HeatWave Query Engine Internals — Joins, Aggregations, Hashing & Vectorization

   Mariusz Antonik    MySQL Heatwave    1 min read    3 views

Introduction

HeatWave is designed for analytics at massive scale. Its performance comes from a combination of vectorized SQL operations, parallel execution, and distributed joins.

Let’s explore the internals.


1. Vectorized Execution

HeatWave processes queries using CPU vectorization:

  • SIMD instructions (Single Instruction, Multiple Data)

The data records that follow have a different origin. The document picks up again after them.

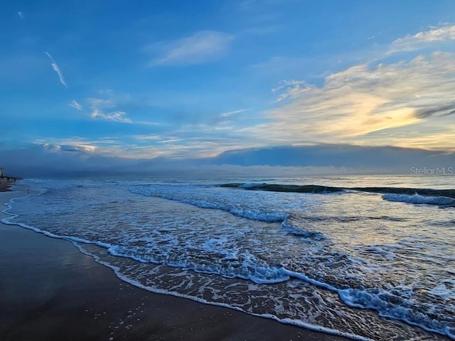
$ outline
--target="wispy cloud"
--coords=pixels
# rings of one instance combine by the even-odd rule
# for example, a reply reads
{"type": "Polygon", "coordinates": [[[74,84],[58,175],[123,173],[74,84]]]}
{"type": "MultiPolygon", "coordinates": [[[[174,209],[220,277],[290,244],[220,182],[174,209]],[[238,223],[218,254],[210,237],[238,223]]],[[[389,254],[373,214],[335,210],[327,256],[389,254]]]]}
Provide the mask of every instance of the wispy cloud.
{"type": "Polygon", "coordinates": [[[232,36],[223,32],[202,31],[173,42],[154,44],[147,50],[161,55],[149,66],[186,65],[213,60],[228,50],[232,39],[232,36]]]}
{"type": "Polygon", "coordinates": [[[54,58],[52,58],[52,55],[50,55],[50,54],[48,52],[46,52],[45,53],[48,57],[49,57],[49,59],[50,60],[50,66],[52,66],[52,68],[54,70],[54,71],[55,71],[55,72],[57,72],[57,75],[58,75],[58,79],[60,80],[60,82],[62,83],[62,85],[68,89],[68,87],[66,85],[66,82],[65,82],[65,78],[63,77],[63,75],[60,70],[60,67],[57,65],[57,63],[55,63],[55,60],[54,60],[54,58]]]}
{"type": "Polygon", "coordinates": [[[92,119],[102,119],[121,123],[132,123],[127,117],[127,113],[118,110],[117,101],[114,92],[103,90],[100,92],[103,97],[90,97],[87,99],[91,109],[90,117],[92,119]]]}
{"type": "Polygon", "coordinates": [[[76,101],[75,99],[73,99],[73,101],[71,101],[70,103],[68,103],[68,105],[70,107],[71,107],[72,108],[75,109],[76,110],[79,110],[80,112],[82,111],[82,106],[80,105],[77,101],[76,101]]]}
{"type": "Polygon", "coordinates": [[[227,119],[229,117],[232,117],[237,114],[240,114],[241,112],[245,112],[250,110],[249,109],[240,109],[239,110],[233,110],[232,112],[223,112],[220,114],[219,117],[223,119],[227,119]]]}
{"type": "Polygon", "coordinates": [[[429,43],[453,40],[455,40],[455,25],[446,25],[400,38],[392,43],[389,53],[414,51],[429,43]]]}
{"type": "Polygon", "coordinates": [[[132,121],[127,117],[127,113],[119,110],[105,113],[100,109],[92,108],[90,116],[94,119],[99,118],[116,122],[132,123],[132,121]]]}
{"type": "Polygon", "coordinates": [[[271,121],[245,132],[279,143],[393,144],[398,142],[397,131],[414,125],[419,132],[416,139],[437,139],[435,134],[440,134],[440,143],[455,148],[455,142],[443,136],[455,134],[453,126],[439,121],[455,110],[454,82],[455,54],[441,52],[409,62],[355,65],[329,75],[322,87],[301,87],[292,80],[278,87],[282,93],[277,101],[289,102],[267,112],[271,121]],[[438,124],[444,125],[441,132],[430,129],[438,124]],[[382,134],[370,139],[378,131],[382,134]]]}

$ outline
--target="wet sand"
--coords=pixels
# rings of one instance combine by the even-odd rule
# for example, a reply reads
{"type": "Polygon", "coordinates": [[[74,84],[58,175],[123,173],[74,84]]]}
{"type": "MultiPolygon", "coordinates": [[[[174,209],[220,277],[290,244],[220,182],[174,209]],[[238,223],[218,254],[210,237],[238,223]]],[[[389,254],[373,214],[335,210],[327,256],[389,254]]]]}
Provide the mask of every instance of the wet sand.
{"type": "MultiPolygon", "coordinates": [[[[0,193],[1,210],[23,194],[0,193]]],[[[4,224],[0,292],[2,341],[348,340],[150,293],[122,281],[69,242],[4,224]]]]}
{"type": "MultiPolygon", "coordinates": [[[[0,192],[9,192],[11,184],[11,183],[6,179],[0,179],[0,192]]],[[[1,210],[3,210],[3,208],[1,210]]]]}

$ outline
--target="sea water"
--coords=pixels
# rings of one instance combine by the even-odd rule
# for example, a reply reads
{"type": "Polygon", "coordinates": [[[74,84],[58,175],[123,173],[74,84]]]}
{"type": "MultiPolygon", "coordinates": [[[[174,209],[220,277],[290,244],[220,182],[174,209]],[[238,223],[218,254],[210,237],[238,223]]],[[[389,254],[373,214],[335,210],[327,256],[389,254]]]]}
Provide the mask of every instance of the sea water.
{"type": "Polygon", "coordinates": [[[23,183],[39,194],[3,222],[146,290],[356,340],[455,340],[454,177],[23,183]]]}

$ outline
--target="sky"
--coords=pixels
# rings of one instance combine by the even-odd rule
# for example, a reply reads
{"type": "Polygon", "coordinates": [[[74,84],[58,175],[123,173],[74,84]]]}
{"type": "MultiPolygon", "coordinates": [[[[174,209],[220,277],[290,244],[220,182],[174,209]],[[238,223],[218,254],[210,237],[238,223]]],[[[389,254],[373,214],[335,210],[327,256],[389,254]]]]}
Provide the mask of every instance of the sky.
{"type": "Polygon", "coordinates": [[[451,0],[4,1],[0,163],[330,167],[346,146],[455,166],[454,18],[451,0]],[[323,165],[276,149],[311,146],[323,165]]]}

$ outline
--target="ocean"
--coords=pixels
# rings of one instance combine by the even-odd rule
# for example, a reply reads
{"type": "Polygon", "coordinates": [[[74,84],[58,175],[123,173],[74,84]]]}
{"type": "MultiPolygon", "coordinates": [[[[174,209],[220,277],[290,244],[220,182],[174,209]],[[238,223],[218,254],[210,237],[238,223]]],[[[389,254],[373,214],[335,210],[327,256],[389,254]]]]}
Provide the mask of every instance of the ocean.
{"type": "Polygon", "coordinates": [[[27,179],[2,222],[146,290],[353,340],[455,340],[455,177],[27,179]]]}

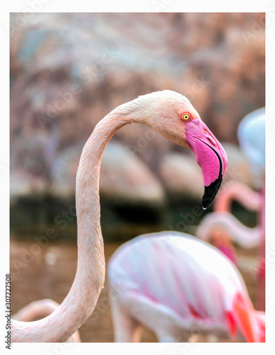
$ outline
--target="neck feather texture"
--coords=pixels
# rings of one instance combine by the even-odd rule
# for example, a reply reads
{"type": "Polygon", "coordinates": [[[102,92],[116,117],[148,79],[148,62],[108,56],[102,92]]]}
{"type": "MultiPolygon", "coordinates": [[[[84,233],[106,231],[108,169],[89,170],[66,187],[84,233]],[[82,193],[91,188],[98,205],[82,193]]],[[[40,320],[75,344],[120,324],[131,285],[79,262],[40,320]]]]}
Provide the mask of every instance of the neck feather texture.
{"type": "Polygon", "coordinates": [[[14,320],[14,342],[65,342],[95,308],[105,275],[99,196],[100,162],[114,133],[131,123],[125,112],[114,110],[100,121],[81,155],[76,179],[77,270],[71,289],[48,317],[31,322],[14,320]]]}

  • Processes 8, 16, or 32 values per CPU cycle

  • Massive throughput gains


2. Distributed Hash Joins

HeatWave supports three join strategies:

1. Broadcast Join

Small table → broadcast to all nodes
Large table → partitioned

2. Partitioned Hash Join

Both tables partitioned by join key

3. Hybrid Join

Combination of both based on cost model

HeatWave’s join engine uses:

  • Hash tables in RAM

  • Compressed data blocks

  • SIMD hash probes


3. Aggregations Optimized

HeatWave performs:

  • Local aggregation on each worker

  • Global merge on coordinator

This reduces network traffic significantly.


4. Bloom Filters

Used to prune rows that won’t match join conditions.
Reduces data movement and CPU load.


5. Indexing

HeatWave does not use InnoDB secondary indexes.
It builds:

  • Vectorized sort-merge structures

  • Hash-based filtering structures

These are built in memory during query execution or load time.


Conclusion

HeatWave’s execution engine is highly optimized for analytics, offering near column-store performance inside MySQL without external ETL or BI pipelines.